AI-driven rehabilitation indicators for non-performing credit

Author nameAikaterini Kinti
TitleAI-driven rehabilitation indicators for non-performing credit
Year2024-2025
Supervisor

Ilias Zavitsanos

IliasZavitsanos

Summary

The banking sector and lending organizations are undergoing significant transformation, driven by advancements in Machine Learning (ML). A pivotal application of ML in this domain is loan default prediction, which is essential for developing robust credit scoring systems and maintaining financial stability for banks and financial institutions. This study focuses on analyzing account- and customer-related attributes that contribute to non-performing loans (NPLs), via SHAP and LIME, with the goal of uncovering insights that can inform effective and mutually beneficial resolution strategies. Using a proprietary dataset comprising 326 attributes, the study addresses the challenge of imbalanced classification, where the dataset is heavily skewed towards performing loans, often hindering model performance.

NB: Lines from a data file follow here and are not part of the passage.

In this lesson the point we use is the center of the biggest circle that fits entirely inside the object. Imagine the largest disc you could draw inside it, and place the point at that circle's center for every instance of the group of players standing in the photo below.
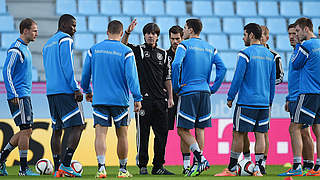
(177, 79)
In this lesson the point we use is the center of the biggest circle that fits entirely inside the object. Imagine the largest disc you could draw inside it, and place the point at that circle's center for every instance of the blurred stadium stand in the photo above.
(223, 22)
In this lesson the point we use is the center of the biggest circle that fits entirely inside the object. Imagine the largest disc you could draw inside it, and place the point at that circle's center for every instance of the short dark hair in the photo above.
(291, 26)
(175, 30)
(115, 27)
(255, 29)
(151, 28)
(65, 19)
(265, 30)
(26, 24)
(195, 24)
(304, 22)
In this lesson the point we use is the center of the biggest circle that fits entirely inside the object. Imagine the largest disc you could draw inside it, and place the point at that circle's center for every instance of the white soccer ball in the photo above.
(245, 168)
(76, 166)
(44, 167)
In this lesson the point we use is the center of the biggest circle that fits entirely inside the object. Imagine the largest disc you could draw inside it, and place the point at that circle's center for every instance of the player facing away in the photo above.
(191, 72)
(176, 36)
(291, 104)
(63, 93)
(254, 82)
(156, 88)
(17, 76)
(279, 79)
(307, 113)
(113, 70)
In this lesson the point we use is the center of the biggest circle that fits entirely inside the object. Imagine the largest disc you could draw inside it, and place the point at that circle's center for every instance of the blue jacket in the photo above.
(255, 77)
(113, 69)
(307, 60)
(17, 70)
(58, 64)
(293, 81)
(192, 66)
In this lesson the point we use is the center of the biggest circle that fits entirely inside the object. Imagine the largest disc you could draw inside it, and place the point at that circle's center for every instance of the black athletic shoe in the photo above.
(161, 171)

To address this, four experimental scenarios were explored: (a) a baseline model trained on the original dataset, (b) an artificially balanced dataset with equal class representation, (c) an approach combining oversampling via Synthetic Minority Oversampling Technique (SMOTE) and Undersampling with RandomUnderSampler, and (d) the application of focal and weighted loss functions to XGBoost model. Among all scenarios, the combination of SMOTE and Random UnderSampler proved most effective. The Random Forest model emerged as the top performer, achieving a ROC-AUC score of 0.7402 and a Precision- Recall AUC of 0.0126. This study emphasizes the critical role of tailored preprocessing and evaluation methodologies in navigating the complexities of imbalanced data. It demonstrates the potential for incorporating preprocessing techniques to handle the redistribution of data across the 2 classes, including sampling strategies and loss function modifications, in order to highlight those attributes that demonstrate the predictability of loan defaults.